I have to solve in MATLAB a linear system of equations A*x=B where A is symmetric and its elements depend on the difference of the indices: Aij=f(i-j).
I use iterative solvers because the size of A is say 40000x40000. The iterative solvers require to determine the product A*x where x is the test solution. The evaluation of this product turns out to be a convolution and therefore can be done dy means of fast fourier transforms (cputime ~ Nlog(N) instead of N^2). I have the following questions to this problem:
is this convolution circular? Because if it is circular I think that I have to use a specific indexing for the new matrices to take the fft. Is that right?
I find difficult to program the routine for the fft because I cannot understand the indexing I should use.
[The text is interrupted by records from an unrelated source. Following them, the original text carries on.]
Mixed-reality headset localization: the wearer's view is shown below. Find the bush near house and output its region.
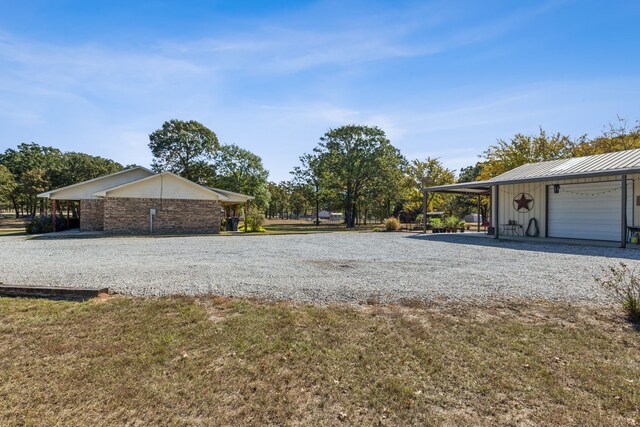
[24,215,72,234]
[384,216,400,231]
[0,296,640,427]
[595,262,640,322]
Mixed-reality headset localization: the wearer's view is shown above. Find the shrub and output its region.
[595,262,640,321]
[444,215,460,228]
[431,218,444,228]
[384,216,400,231]
[240,206,266,233]
[24,215,67,234]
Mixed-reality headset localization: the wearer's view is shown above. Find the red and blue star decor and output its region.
[513,193,533,212]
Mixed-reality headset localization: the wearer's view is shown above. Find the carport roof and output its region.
[422,149,640,194]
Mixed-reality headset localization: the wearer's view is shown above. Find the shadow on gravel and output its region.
[406,234,640,261]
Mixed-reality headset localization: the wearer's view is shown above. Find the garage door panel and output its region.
[548,180,633,241]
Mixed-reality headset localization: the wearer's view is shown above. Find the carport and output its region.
[422,149,640,247]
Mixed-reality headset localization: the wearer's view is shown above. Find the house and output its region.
[38,166,253,234]
[423,149,640,247]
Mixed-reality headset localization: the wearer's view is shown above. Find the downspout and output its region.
[620,175,627,248]
[422,190,428,234]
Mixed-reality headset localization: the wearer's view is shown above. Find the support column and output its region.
[422,190,429,234]
[51,199,56,231]
[493,185,500,239]
[478,195,482,233]
[620,175,627,248]
[244,200,249,233]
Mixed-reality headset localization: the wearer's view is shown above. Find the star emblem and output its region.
[513,193,533,212]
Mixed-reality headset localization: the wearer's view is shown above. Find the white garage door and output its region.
[547,180,633,241]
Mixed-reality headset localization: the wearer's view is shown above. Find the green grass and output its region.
[0,227,26,237]
[263,223,373,234]
[0,297,640,426]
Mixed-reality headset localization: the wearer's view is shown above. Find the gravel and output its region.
[0,233,640,303]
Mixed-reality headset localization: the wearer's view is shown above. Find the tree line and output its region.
[0,118,640,224]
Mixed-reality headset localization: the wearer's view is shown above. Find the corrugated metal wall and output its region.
[492,174,640,237]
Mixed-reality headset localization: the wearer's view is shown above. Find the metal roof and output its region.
[423,149,640,194]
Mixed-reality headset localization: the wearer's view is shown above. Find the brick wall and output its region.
[104,197,222,234]
[80,199,104,231]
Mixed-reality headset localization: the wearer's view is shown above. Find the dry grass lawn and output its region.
[0,297,640,426]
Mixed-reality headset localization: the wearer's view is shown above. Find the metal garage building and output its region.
[423,149,640,247]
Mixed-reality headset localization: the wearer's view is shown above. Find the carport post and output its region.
[422,190,427,233]
[492,185,500,239]
[620,175,627,248]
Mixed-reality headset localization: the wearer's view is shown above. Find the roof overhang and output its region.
[93,172,229,201]
[421,168,640,195]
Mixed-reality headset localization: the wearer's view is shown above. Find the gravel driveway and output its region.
[0,233,640,303]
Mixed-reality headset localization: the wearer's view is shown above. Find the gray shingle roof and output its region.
[489,149,640,182]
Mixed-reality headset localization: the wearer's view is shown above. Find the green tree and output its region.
[0,165,17,208]
[56,152,123,187]
[575,116,640,156]
[480,128,576,180]
[407,157,456,213]
[149,119,220,183]
[314,125,398,228]
[0,143,63,218]
[207,144,271,210]
[445,162,489,218]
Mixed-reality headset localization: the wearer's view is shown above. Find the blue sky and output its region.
[0,0,640,181]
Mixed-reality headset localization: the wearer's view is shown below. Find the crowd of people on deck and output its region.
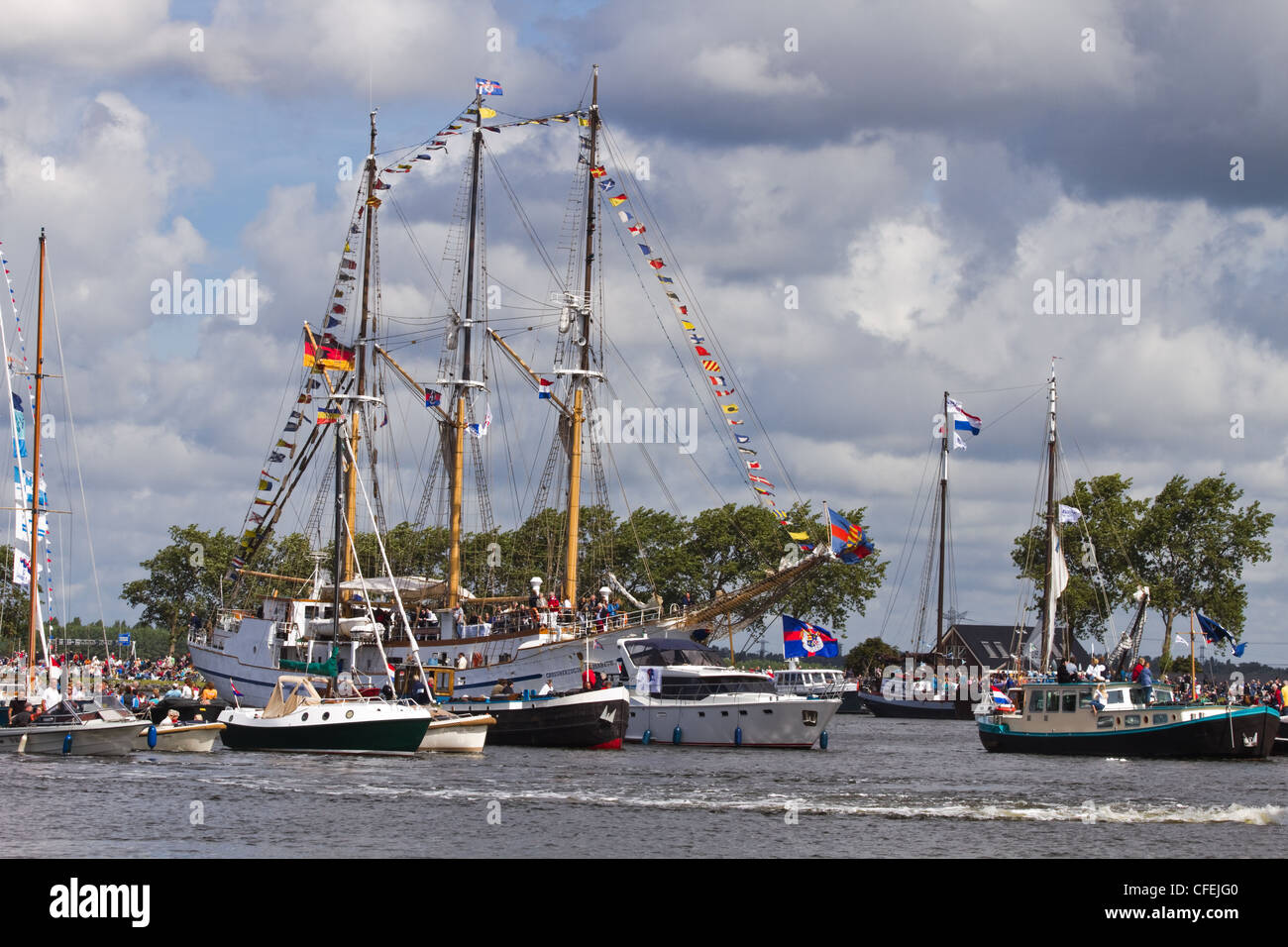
[0,651,196,682]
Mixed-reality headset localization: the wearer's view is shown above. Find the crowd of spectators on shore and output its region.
[0,651,196,682]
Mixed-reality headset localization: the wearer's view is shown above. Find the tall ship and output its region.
[189,67,872,706]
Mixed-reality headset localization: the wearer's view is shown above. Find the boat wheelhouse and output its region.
[978,678,1279,759]
[617,638,841,749]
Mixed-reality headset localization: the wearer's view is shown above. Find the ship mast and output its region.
[447,86,483,608]
[26,227,46,694]
[1038,359,1060,673]
[564,65,599,608]
[336,108,380,585]
[937,391,956,655]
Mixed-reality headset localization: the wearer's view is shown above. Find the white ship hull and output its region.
[420,714,496,753]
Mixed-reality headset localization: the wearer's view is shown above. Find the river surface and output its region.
[0,715,1288,860]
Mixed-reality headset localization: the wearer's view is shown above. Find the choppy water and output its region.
[0,716,1288,858]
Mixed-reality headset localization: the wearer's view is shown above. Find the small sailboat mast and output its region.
[336,110,380,585]
[564,65,599,608]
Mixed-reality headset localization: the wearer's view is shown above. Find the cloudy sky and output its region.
[0,0,1288,663]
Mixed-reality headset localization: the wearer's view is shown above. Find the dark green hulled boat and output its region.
[219,674,432,756]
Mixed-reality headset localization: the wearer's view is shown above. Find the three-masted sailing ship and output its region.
[189,67,871,731]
Is there any ready routine which I can use to evaluate by fft directly the product A*x and not the convolution? Actually, the matrix A is constructed of 3x3 blocks and is symmetric. A ready routine for the product A*x would be the best solution for me.
In case that there is no ready routine, could you give me an idea by example how I could construct this routine to evaluate a matrix-vector product by fft?
Thank you in advance,
Panos
Very good and interesting question! :)
For certain special matrix structures, the Ax = b problem can be solved very quickly.
Circulant matrices.
Matrices corresponding to cyclic convolution Ax = h*x (* - is convolution symbol) are diagonalized in
the Fourier domain, and can be solved by:
x = ifft(fft(b)./fft(h));
Triangular and banded.
Triangular matrices and diagonally-dominant banded matrices are solved
efficiently by sparse LU factorization:
[L,U] = lu(sparse(A)); x = U\(L\b);
Poisson problem.
If A is a finite difference approximation of the Laplacian, the problem is efficiently solved by multigrid methods (e.g., web search for "matlab multigrid").
Interesting question!
The convolution is not circular in your case, unless you impose additional conditions. For example, A(1,3) should equal A(2,1), etc.
You could do it with conv (retaining only the non-zero-padded part with option valid), which probably is also N*log(N). For example, let
A = [a b c d
e a b c
f e a b
g f e a];
Then A*x is the same as
conv(fliplr([g f e a b c d]),x,'valid').'
Or more generally, A*x is the same as
conv(fliplr([A(end,1:end-1) A(1,:)]),x,'valid').'
I'd like to add some comments on Pio_Koon's answer.
First of all, I wouldn't advise to follow the suggestion for triangular and banded matrices. The time taken by a call to Matlab's lu() procedure on a large sparse matrix massively overshadows any benefits gained by solving the linear system as x=U\(L\b).
Second, in the Poisson problem you end up with a circulant matrix, therefore you can solve it using the FFT as described. In this specific case, your convolution mask h is a Laplacian, i.e., h=[0 -0.25 0; -0.25 1 -0.25; 0 -0.25 0].